Появились с забитыми дверями и ставнями домики, сначала по одному, а потом и партиями, обозначая вымерших хозяев... Плач в те дни был тихий, без причитаний.
В деревнях холера работала не менее усердно: никакие опашки на голых бабах не спасали от болезни. Деревня Покурлей татарская начисто вымерла, и с муллой вместе. Словно сила какая из человека ушла и никакой защиты не осталось.
Умирали в садах, на улице, в церкви. Умирали быстро: рези, судороги, похолодание и смерть. Из жёлтого в синий цвет перегоняла холера человека. Ни песен, ни смеха, даже младенческий плач не был слышен; тихий говор, шепоток, а в нём намеки, словно бредовые, не мои – чужие чьи-то. Обмолвится ими ребёнок по глупости, так взрослый молча хлопнет ребёнка по затылку... Назревало что-то неизбежное, чтобы вывести из этого столбняка, но никто не знал, от кого, когда произойдёт оно и чем оно будет...
Александр Матвеевич, наш городской врач, был председателем уездной санитарной комиссии и заведующим бараками. На городской лошадёнке метался он из управы в бараки, из бараков – в приёмный покой, оттуда очередями рвали Александра Матвеевича по домам. Ругался, кричал тенорком на исправника, на городского голову за неимение кипятильников, за скверную дезинфекцию, за полное отсутствие разъяснительных бесед с населением, наконец – за неумелых, за пьяниц санитаров, мутящих город сплетнями...

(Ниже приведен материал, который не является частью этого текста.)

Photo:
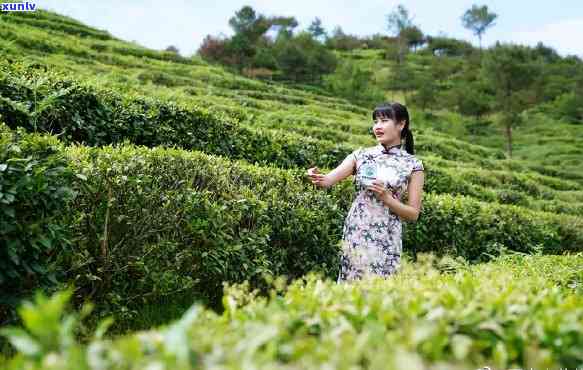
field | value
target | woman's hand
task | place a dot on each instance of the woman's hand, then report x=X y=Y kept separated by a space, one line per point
x=381 y=192
x=316 y=177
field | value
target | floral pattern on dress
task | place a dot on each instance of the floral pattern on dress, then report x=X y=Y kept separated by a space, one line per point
x=372 y=233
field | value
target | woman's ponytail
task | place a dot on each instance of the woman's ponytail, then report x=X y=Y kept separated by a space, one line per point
x=409 y=142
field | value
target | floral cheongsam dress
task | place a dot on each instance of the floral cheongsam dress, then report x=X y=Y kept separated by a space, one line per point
x=371 y=240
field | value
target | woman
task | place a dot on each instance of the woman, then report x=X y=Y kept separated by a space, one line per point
x=371 y=240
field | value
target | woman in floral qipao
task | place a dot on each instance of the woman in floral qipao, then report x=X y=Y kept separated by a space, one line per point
x=371 y=240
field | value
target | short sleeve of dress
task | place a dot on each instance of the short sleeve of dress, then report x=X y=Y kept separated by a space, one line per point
x=354 y=156
x=417 y=165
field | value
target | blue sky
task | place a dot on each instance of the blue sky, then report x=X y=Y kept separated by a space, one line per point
x=184 y=23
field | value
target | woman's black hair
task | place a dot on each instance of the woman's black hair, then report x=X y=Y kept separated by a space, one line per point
x=397 y=112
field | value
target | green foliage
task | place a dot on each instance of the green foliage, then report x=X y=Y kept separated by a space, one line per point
x=303 y=58
x=35 y=193
x=478 y=19
x=515 y=312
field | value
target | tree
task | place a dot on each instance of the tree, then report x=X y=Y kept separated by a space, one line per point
x=478 y=19
x=426 y=93
x=316 y=29
x=303 y=58
x=248 y=24
x=401 y=79
x=398 y=21
x=510 y=71
x=342 y=41
x=286 y=25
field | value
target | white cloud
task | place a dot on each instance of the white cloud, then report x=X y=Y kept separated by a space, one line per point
x=564 y=36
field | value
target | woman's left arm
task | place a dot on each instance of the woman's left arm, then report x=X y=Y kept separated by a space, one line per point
x=410 y=211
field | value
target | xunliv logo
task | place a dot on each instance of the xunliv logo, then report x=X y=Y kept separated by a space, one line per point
x=18 y=7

Виден и приметен белый пиджак Александра Матвеевича, и очки, и бородка, вьющаяся на крупном бескровном лице, когда он мечется городом. Он главнокомандующий, он-то уже наверно не боится холеры... Да...
– Борис Иванович, – останавливает он пристава, – на что же это похоже: не город, а гроб. Хорошее самочувствие – ведь это главная защита от этой болезни. Развлечение нужно, развлечение. Запретите хоть, батюшка, звон похоронный...

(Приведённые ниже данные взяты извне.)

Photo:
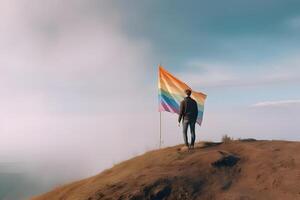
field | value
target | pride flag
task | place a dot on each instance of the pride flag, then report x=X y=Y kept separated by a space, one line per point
x=171 y=93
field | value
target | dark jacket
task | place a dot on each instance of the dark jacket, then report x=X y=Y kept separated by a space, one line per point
x=188 y=110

И белый пиджак мчится дальше.
Верейский был тёртый народом человек, он знал положение в городе: город искал развлечения. И от этого развлечения пристав уже придумывал на всякий случай план самозащиты.
На дворне у нас говорили по-разному, но в молчании некоторых чувствовалось согласие с улицей. «Травят не травят», подобно гаданью «любит не любит», прошло через каждого из нас.

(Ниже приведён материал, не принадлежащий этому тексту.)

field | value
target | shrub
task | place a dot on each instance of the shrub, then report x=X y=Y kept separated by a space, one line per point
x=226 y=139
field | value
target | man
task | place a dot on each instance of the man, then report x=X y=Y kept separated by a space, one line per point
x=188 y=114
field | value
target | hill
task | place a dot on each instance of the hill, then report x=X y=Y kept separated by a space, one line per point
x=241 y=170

Свой городок в любых его настроениях всегда чувствуешь, какой он. Весёлый ли, праздничный, деловой ли по-муравьиному, лениво-усталый или больной. Вот теперь потеряны сцепления между горожанами. Замерли общественные отправления. Торговля остановилась, одна хлебная да лабазная работает, но и то с полузакрытыми дверями и со спущенными ставнями открыты на часок-другой.
Бесцельно ходят пустым базаром люди, собираются в беспокойные кучки, не о ценах и не о погоде разговор ведут... У домов на завалинках так же растерянно тычутся друг к другу горожане... Иная речь, чуть погромче, выскочит к уху прохожего: «Звон-то и то запретили, окаянные... Скоро будто и церкви закроют... Антихристы и есть».